Никогда прежде Юшкову не требовалось для бодрости так мало сна. Он выходил в сад. До электрички оставалось полтора часа. Он ставил чайник на газовую плитку, вытаскивал из-под крыльца шланг и, направляя холодную струю под кусты жасмина и роз, смотрел, как темнела, напитывалась влагой земля, как появлялись на ней лу­жицы. Он двигался дальше. Границей между двумя дачными участ­ками была узкая полоса малинника. Пальцы на стальном наконечни­ке шланга белели от холода. Он бросал шланг под какое-нибудь де­рево и шел будить Лялю. В комнате казалось темно, и шум воды из шланга был похож на шум дождя. Как-то он застал Лялю лежащей на спине с открытыми глазами, натянувшей простыню до подбород­ка. Она сосредоточенно думала о чем-то. Он спросил о чем, и она сказала: «Я думаю, дождь идет или мне кажется?» И не поняла, от­чего он рассмеялся.

С работы она шла к матери, набивала там сумку всякой едой, а он в это время был еще на заводе, и они встречались на вокзале. Когда он ездил в командировки, она ночевала у родителей.
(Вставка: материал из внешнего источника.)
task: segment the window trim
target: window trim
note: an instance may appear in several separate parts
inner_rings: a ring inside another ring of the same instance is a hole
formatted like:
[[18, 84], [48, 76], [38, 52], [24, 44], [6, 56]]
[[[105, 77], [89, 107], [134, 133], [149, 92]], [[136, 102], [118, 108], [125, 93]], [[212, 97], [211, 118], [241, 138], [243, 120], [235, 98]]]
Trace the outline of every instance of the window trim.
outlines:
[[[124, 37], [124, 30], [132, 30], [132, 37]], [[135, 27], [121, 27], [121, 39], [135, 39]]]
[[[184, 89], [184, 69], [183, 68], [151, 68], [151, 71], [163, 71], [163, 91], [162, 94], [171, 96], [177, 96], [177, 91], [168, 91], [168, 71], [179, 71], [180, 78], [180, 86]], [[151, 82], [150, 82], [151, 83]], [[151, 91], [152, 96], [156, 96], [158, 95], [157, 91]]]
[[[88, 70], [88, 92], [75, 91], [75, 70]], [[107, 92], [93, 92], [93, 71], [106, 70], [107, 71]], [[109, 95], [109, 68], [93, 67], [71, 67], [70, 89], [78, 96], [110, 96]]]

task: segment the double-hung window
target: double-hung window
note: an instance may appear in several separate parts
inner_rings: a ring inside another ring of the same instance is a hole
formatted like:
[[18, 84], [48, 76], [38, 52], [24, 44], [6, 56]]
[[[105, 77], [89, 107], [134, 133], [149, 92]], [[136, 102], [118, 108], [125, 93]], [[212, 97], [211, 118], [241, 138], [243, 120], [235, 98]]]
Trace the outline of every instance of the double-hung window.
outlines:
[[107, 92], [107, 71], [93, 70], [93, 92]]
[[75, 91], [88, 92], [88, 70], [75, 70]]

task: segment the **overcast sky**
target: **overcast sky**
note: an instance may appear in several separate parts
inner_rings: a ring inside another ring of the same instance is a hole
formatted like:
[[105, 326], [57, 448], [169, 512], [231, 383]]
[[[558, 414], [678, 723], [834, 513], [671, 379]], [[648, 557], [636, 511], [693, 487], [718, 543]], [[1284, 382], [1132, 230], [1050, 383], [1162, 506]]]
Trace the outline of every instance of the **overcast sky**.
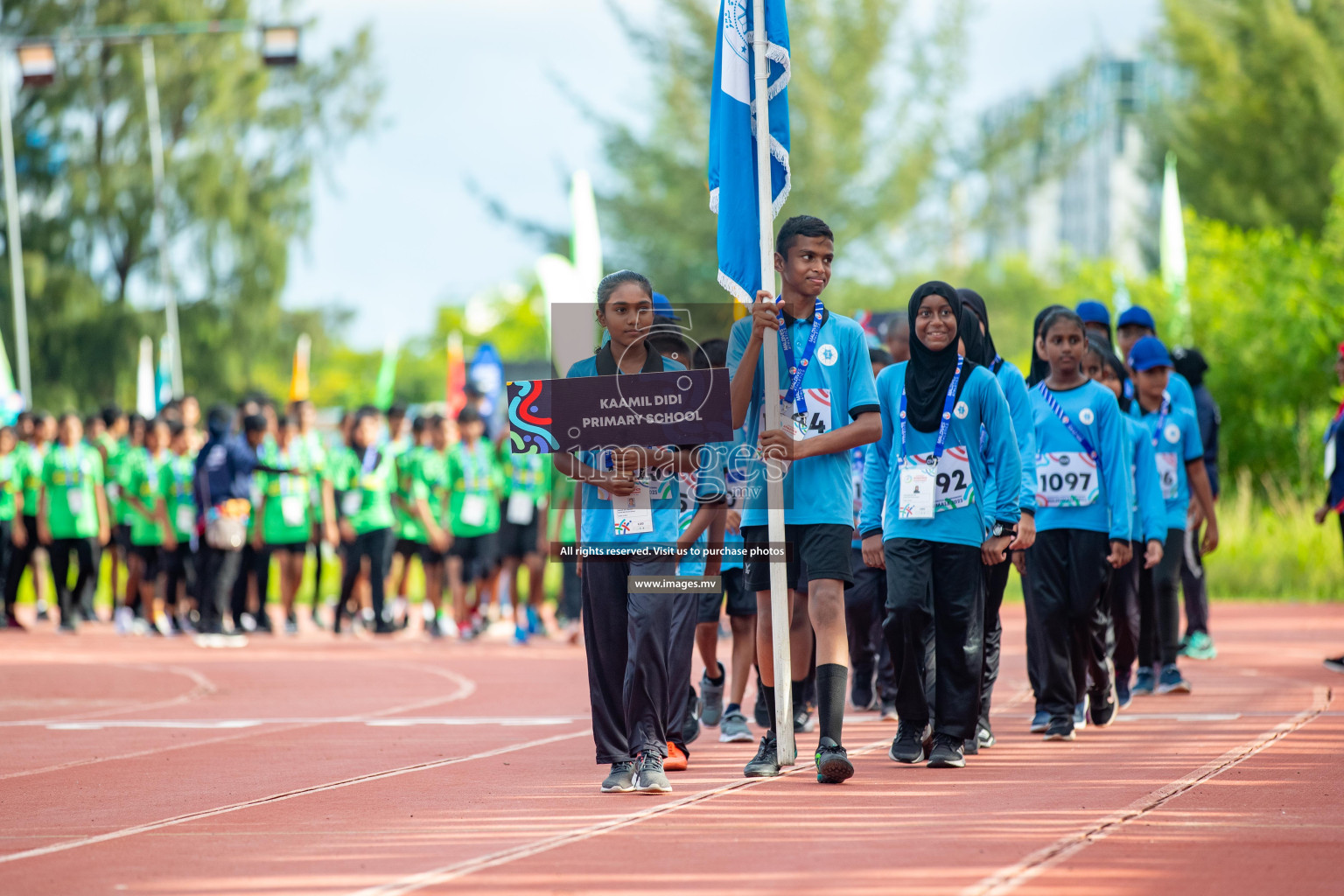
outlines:
[[[657, 0], [617, 0], [648, 20]], [[718, 0], [704, 0], [716, 5]], [[314, 224], [294, 253], [285, 304], [356, 312], [345, 336], [382, 345], [433, 324], [445, 301], [526, 274], [539, 247], [496, 223], [468, 181], [512, 208], [567, 222], [567, 172], [605, 171], [597, 134], [554, 86], [638, 122], [641, 66], [605, 0], [308, 0], [305, 47], [371, 23], [386, 125], [356, 141], [317, 188]], [[917, 0], [917, 4], [937, 0]], [[1159, 0], [977, 0], [964, 111], [1035, 90], [1090, 52], [1132, 52]]]

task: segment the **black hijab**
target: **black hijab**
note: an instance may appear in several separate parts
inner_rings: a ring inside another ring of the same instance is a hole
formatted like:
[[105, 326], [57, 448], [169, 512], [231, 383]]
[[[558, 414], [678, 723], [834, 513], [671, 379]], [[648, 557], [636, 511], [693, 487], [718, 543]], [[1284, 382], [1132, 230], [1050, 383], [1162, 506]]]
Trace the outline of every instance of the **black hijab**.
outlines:
[[[906, 414], [910, 426], [921, 433], [937, 433], [942, 420], [942, 404], [948, 398], [948, 387], [957, 373], [957, 340], [953, 339], [948, 348], [935, 352], [915, 334], [915, 317], [919, 306], [929, 296], [942, 296], [952, 306], [952, 313], [957, 318], [957, 329], [961, 329], [961, 297], [957, 290], [942, 281], [930, 281], [917, 289], [910, 297], [910, 363], [906, 364]], [[966, 388], [970, 371], [976, 367], [972, 359], [961, 368], [961, 380], [957, 383], [957, 398]]]
[[1050, 376], [1050, 361], [1036, 355], [1036, 337], [1040, 336], [1040, 325], [1046, 322], [1046, 316], [1060, 308], [1063, 305], [1050, 305], [1040, 309], [1040, 313], [1036, 314], [1036, 321], [1031, 325], [1031, 373], [1027, 376], [1027, 388]]
[[[978, 318], [978, 322], [985, 326], [985, 332], [980, 334], [980, 340], [984, 343], [984, 352], [980, 355], [972, 351], [970, 343], [966, 340], [965, 333], [962, 333], [961, 339], [966, 343], [966, 357], [981, 367], [991, 368], [991, 373], [997, 373], [999, 371], [993, 369], [993, 364], [995, 359], [999, 357], [999, 349], [995, 348], [995, 337], [989, 330], [989, 310], [985, 308], [985, 300], [973, 289], [958, 289], [957, 294], [961, 296], [962, 308], [969, 308]], [[976, 326], [976, 330], [978, 332], [980, 328]]]

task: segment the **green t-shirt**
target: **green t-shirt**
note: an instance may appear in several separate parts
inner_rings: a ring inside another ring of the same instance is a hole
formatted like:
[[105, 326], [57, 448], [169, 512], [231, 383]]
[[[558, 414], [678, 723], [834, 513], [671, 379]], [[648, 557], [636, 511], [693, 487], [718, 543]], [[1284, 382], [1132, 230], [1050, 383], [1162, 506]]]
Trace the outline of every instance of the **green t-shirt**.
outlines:
[[448, 510], [454, 537], [491, 535], [500, 528], [499, 494], [504, 489], [495, 446], [477, 439], [470, 447], [454, 445], [448, 453]]
[[410, 508], [417, 497], [415, 492], [419, 485], [417, 467], [419, 467], [423, 453], [425, 449], [422, 446], [413, 445], [394, 458], [396, 466], [396, 489], [394, 493], [401, 498], [402, 505], [392, 505], [392, 513], [396, 516], [396, 536], [410, 541], [419, 541], [421, 544], [425, 544], [429, 537], [425, 535], [425, 527], [415, 519]]
[[23, 514], [38, 516], [38, 498], [42, 497], [42, 461], [50, 449], [46, 445], [34, 447], [20, 442], [13, 453], [16, 473], [23, 478]]
[[56, 445], [42, 463], [47, 493], [47, 528], [52, 539], [91, 539], [98, 535], [97, 489], [102, 485], [102, 457], [87, 445]]
[[168, 519], [179, 541], [190, 540], [196, 531], [195, 478], [196, 458], [191, 454], [173, 454], [159, 467], [159, 493], [168, 502]]
[[0, 455], [0, 523], [13, 520], [15, 498], [23, 489], [16, 451]]
[[508, 442], [500, 447], [504, 466], [504, 497], [527, 494], [540, 504], [551, 490], [551, 458], [544, 454], [515, 454]]
[[332, 477], [341, 493], [340, 513], [349, 520], [355, 533], [392, 528], [392, 489], [396, 488], [392, 455], [378, 449], [368, 449], [363, 455], [355, 449], [344, 449], [333, 466], [339, 467]]
[[[126, 490], [122, 498], [136, 498], [146, 510], [155, 513], [163, 498], [163, 467], [168, 463], [168, 451], [152, 457], [145, 449], [134, 451], [125, 461]], [[164, 543], [164, 531], [159, 520], [145, 516], [126, 501], [126, 521], [130, 523], [130, 543], [155, 545]]]
[[294, 473], [257, 474], [263, 500], [262, 540], [266, 544], [308, 544], [313, 525], [308, 450], [297, 441], [286, 450], [281, 450], [278, 445], [267, 445], [262, 449], [261, 458], [267, 466], [294, 469]]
Все командировки были похожи одна на другую: вначале он оказывался чужаком и дело представлялось безнадежным, его гоня­ли по цепочке от одного человека к другому, а потом Юшков вне­дрялся в цепочку, и она уже работала на него. Связи закреплялись, позднее он научился приводить их в движение, не выезжая с завода.

С Хохловым он разговаривал по-настоящему только однажды, после первой командировки. Заместитель директора сам захотел тогда выслушать новичка. Если и рассердился, то не подал виду. «Вам такие дела не нравятся? Мне тоже не нравятся. Но что вы предлагаете конкретно? Самый идеальный план не может предус­мотреть все. Из-за чего у нас так с поворотным кулаком? В черте­жах его заложили из простой углеродистой стали. Во всех нормати­вах стояла сталь сорок. А потом потребовалось уменьшить износ и пришлось перейти на хромистую сталь. Можно было это знать на­перед? Виноват кто-нибудь? Да будь все точно по плану, мы с вами были бы не нужны. Работала бы вместо нас ЭВМ. И на будущее мой вам совет: деловой человек не о том должен думать, хороши или плохи обстоятельства, а о том, как эти обстоятельства исполь­зовать самым выгодным образом. И если вам что-то не нравится, что ж, ищите, предлагайте, пробуйте — не возбраняется. Сумеете без командировок обойтись — вам только спасибо скажут». — «Мы умасливаем виноватых,— сказал Юшков.— А должны бы применять санкции через Госарбитраж». — «Вы месяц работаете? — спросил Хох­лов.— Даже меньше? Мой вам второй совет: присмотритесь пока». Он был прав. Прежде чем пробовать что-то, надо было лучше уз­нать дело.

Юшков собирался менять систему хранения сталей и после рабо­чего дня, когда оставалось время до электрички, бродил по заводской окраине, где около высокой кирпичной стены лежали штабеля штанг, тронутых ржавчиной, нагретых солнечными лучами. Тут было без­людно и тихо. С белесого неба сыпалась гарь близкого литейного цеха. Над головой лениво дергался мостовой кран. Железнодорожная ветка кончалась тупиком, среди шпал и у стены кое-где торчали кустики полыни. Гарь покрывала их ржавым слоем, но стоило, сорвав барха­тистый, с бурыми головками стебелек, растереть его между ладонями, возникал горький запах степи и вспоминался обрыв над старицей в Черепановске.